Calculus Answers

P(2, 3) lies on the curve y=(1/2)x^2+1. O is the origin, M is the foot of the perpendicular to the x-axis and the curve intersects the y-axis at A. The area bounded by AO, OM, MP and the curve PA of the curve is rotated through four right angles about the y-axis. Find the volume of the solid formed, giving your answer as a multiple of π.

The curve y = 1 -(1/4)x^2 intersects the positive side of the x-axis at A and the y-axis at B. O is the origin. Calculate the volume generated when the finite area bounded by BO, OA, and the arc AB is rotated through four right angles
i. about the x-axis
ii. about the y-axis.
Give each answer as a multiple of π.

The straight line y = 3x − 3 intersects the parabola y^2 = 12x at the points P and
Q. Show that P and Q lie on opposite side of the x-axis and calculate the finite
area bounded by the chord and the arc PQ of the parabola.

The curve y = (1 + x)(3 − x) intersects the positive side of the x-axis at A. The
tangent to the curve at O, the origin, intersects the curve again at P. Calculate
i. the finite area bounded by the curve and OA,
ii. the finite area bounded by the curve and OP

“Count Every Particle” is a game conducted by the teachers and students to generate funds for the victims of Typhoon. The game was, the participant will buy a ticket so that they have chance to guess the exact number of particles of the sand that is placed in a vase.

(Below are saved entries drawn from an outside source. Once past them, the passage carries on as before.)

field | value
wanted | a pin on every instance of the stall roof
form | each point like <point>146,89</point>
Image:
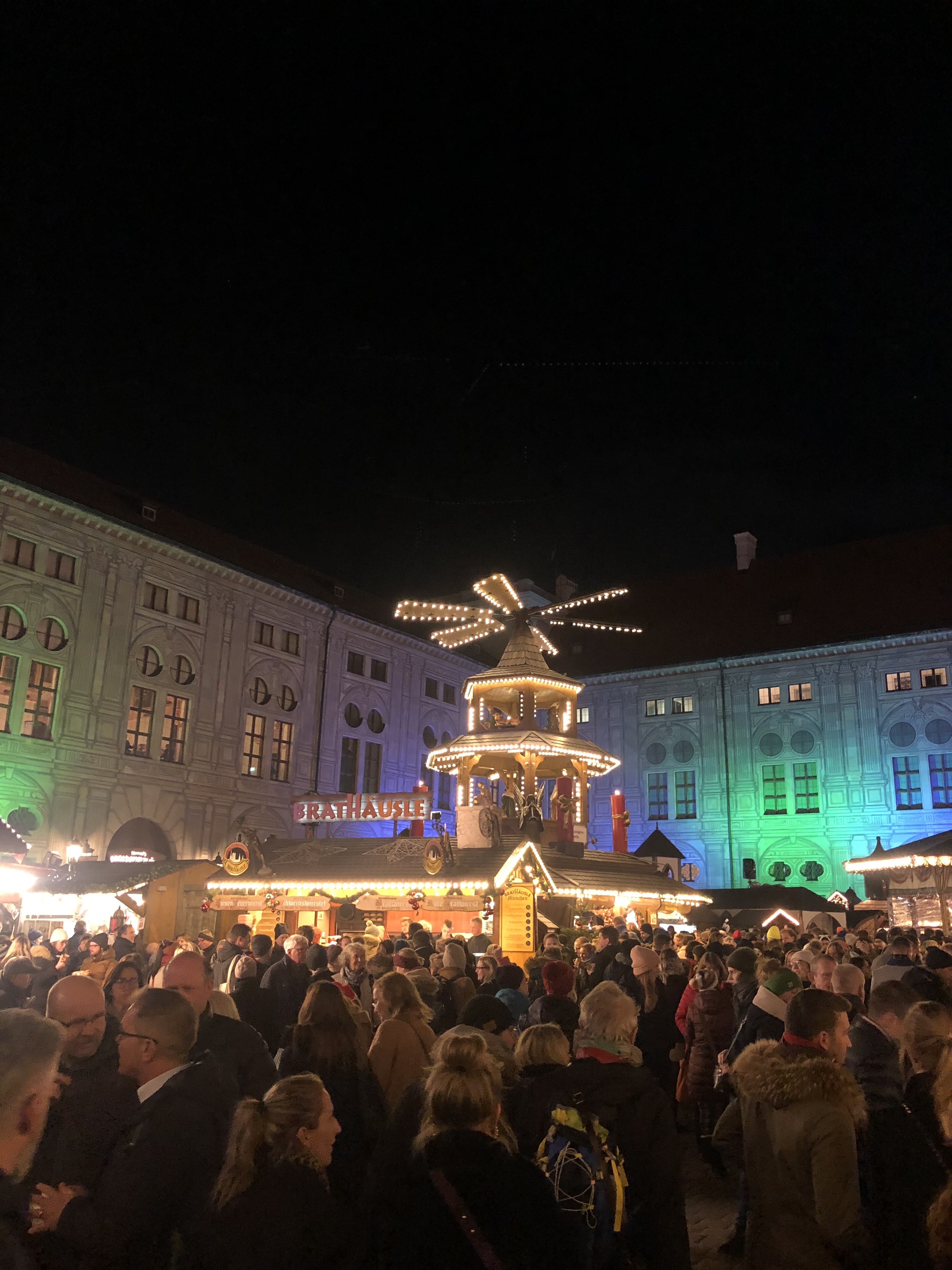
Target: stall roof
<point>389,861</point>
<point>97,877</point>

The following hints were given:
(1) It is assumed that the volume of every particle is 6.4π x 10^-12 cm^3.
(2) The height of the vase is 32 cm; and
(3) The equation of the curve that the vase made of is given by y=x^2 - 6 wit domain x≥ -2.
To win this game, calculate the exact number of particles that can be placed in the vase.

Supposes a flexible cable is suspended between two towers that are 200 feet apart forms a curve whose equation is y=75(e^x/150 + e^-x/150). Calculate the length of the cable.